03/16/2026
Is the word “Day” in Genesis the same word “Day” is like a thousand years that Peter talks about?
1. The Word “Day” in Creation (Genesis)
Genesis 1:5 it says:
“And there was evening and there was morning, the first day.”
The Hebrew word used here is:
יוֹם — yōm (Yom)
Meaning of Yom
Yom can mean several things depending on context:
1. A literal 24-hour day
2. Daylight (as opposed to night)
3. A general period of time (like “the day of the Lord”)
4. An era or age
However, in Genesis 1, several details make many scholars believe it refers to a normal day:
• Each day is numbered (first, second, third…)
• Each day includes “evening and morning”
• The pattern matches the 7-day week
Because of this structure, many interpreters (especially traditional and conservative ones) see these as literal days.
The creation account is traditionally attributed to Moses.
2. “A Day is Like a Thousand Years”
This statement appears in Peter 3:8 written by Peter:
“With the Lord one day is like a thousand years, and a thousand years like one day.”
Here the Greek word for day is:
ἡμέρα — hēmera
This word generally means a normal day, but the point of the verse is not defining time length.
Peter is quoting an idea from Psalm 90:4, which says to God:
“A thousand years in Your sight are like yesterday when it passes.”
The point is God is not bound by human time.
It is a figure of speech, not a mathematical conversion formula.
3. Are the Words the Same?
No — they come from different languages.
Passage Language Word Meaning
Genesis Creation Hebrew Yom Day / period of time
2 Peter 3:8 Greek Hēmera Day
But the bigger difference is context, not just vocabulary.
• Genesis – describing a sequence of creation events
• 2 Peter – explaining God’s patience with time
Peter is not redefining Genesis days as thousand-year periods. He is simply saying God experiences time differently than humans do.
4. One More Important Biblical Detail
When yom appears with:
• a number (first day, second day)
• evening and morning
…in the Old Testament, it almost always means a normal day.

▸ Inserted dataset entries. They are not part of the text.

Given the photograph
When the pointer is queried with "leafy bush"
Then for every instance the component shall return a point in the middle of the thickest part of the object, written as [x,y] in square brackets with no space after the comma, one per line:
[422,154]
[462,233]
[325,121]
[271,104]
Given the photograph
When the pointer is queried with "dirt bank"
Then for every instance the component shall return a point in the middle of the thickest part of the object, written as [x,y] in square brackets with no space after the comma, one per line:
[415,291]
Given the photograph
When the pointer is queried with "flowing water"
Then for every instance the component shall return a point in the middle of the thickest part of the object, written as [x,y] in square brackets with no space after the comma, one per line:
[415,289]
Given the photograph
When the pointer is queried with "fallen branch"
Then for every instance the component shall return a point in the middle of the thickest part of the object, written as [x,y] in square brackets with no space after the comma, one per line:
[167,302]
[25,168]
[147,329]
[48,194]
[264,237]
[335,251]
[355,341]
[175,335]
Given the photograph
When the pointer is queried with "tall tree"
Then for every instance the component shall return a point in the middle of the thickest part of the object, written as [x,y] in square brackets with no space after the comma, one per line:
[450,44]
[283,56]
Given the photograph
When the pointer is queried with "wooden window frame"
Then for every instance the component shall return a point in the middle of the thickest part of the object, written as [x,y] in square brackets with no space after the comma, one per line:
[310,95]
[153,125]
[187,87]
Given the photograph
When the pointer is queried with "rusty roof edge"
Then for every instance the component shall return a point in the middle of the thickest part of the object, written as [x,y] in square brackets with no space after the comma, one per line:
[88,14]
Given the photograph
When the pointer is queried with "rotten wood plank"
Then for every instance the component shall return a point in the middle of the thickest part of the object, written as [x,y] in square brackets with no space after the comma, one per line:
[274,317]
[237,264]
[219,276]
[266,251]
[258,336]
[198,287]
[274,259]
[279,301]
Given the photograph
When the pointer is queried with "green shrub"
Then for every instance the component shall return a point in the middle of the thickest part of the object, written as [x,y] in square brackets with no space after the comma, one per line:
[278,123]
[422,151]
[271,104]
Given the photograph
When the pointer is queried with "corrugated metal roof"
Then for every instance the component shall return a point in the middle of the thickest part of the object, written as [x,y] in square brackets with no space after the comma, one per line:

That is one of the strongest linguistic arguments used by those who believe in literal creation days.
Summary
• Genesis uses the Hebrew word Yom.
• 2 Peter uses the Greek word Hēmera.
• The “thousand years” verse is a metaphor about God’s relationship to time, not a redefinition of the creation days.
To understand how the original Hebrew audience would have read the creation account in Book of Genesis, we have to think about how ancient Israelites used the word יוֹם (yom).
1. How Ancient Hebrews Normally Used Yom
In the Hebrew language, yom could mean several things, but context determined the meaning.
Common uses were:
1. A normal 24-hour day
2. Daylight hours
3. An unspecified time period (like “the day of the Lord”)
However, Hebrew grammar had patterns. When three things appear together, it almost always meant a literal day:
1. A numbered day (first, second, third, etc.)
2. Evening and morning
3. Sequential order
Genesis 1 contains all three.
Example from Genesis 1:5:
“And there was evening and there was morning, the first day.”
To a Hebrew reader, this structure strongly suggested a normal day cycle.
2. The Jewish Understanding Before Modern Debates
Long before modern science discussions existed, Jewish interpreters generally read Genesis as a real sequence of days.
Even in ancient writings, the pattern of six days of work and one day of rest became the foundation for the Sabbath command.
Exodus 20:11 it says:
“For in six days the Lord made the heavens and the earth… and rested the seventh day.”
The command for humans to work six days and rest one day mirrors the creation week. That parallel makes the most natural sense if the days were normal days.
3. Why Some Christians Today See Longer Periods
Some modern scholars interpret the days differently for a few reasons:
• Yom can sometimes mean a long era.
• They try to reconcile Genesis with long geological timelines.
• They view the creation account as literary structure rather than strict chronology.
But those arguments are interpretive, not based on the most straightforward Hebrew reading.
4. What the “Thousand Years” Verse Was Actually Teaching
When Peter wrote in 2 Peter 3:8:
“With the Lord one day is like a thousand years…”
He was addressing people mocking the return of Christ, saying judgment had not come yet.
Peter’s point was:
God is not slow — He simply exists outside human time.
So it’s about God’s patience, not about redefining the creation timeline.
5. Something Many People Miss in Genesis
There’s a fascinating detail.
On the first three days, the sun and moon are not created yet (they appear on day four).
Yet the text still speaks of evening and morning.
That suggests the “day” cycle is being defined by God’s ordering of light and darkness, not by the sun itself.
The Hebrew structure of Genesis strongly reads like a real sequence of days, but the deeper message of the chapter is even bigger:
God intentionally and powerfully created everything in an ordered, purposeful way, not by accident.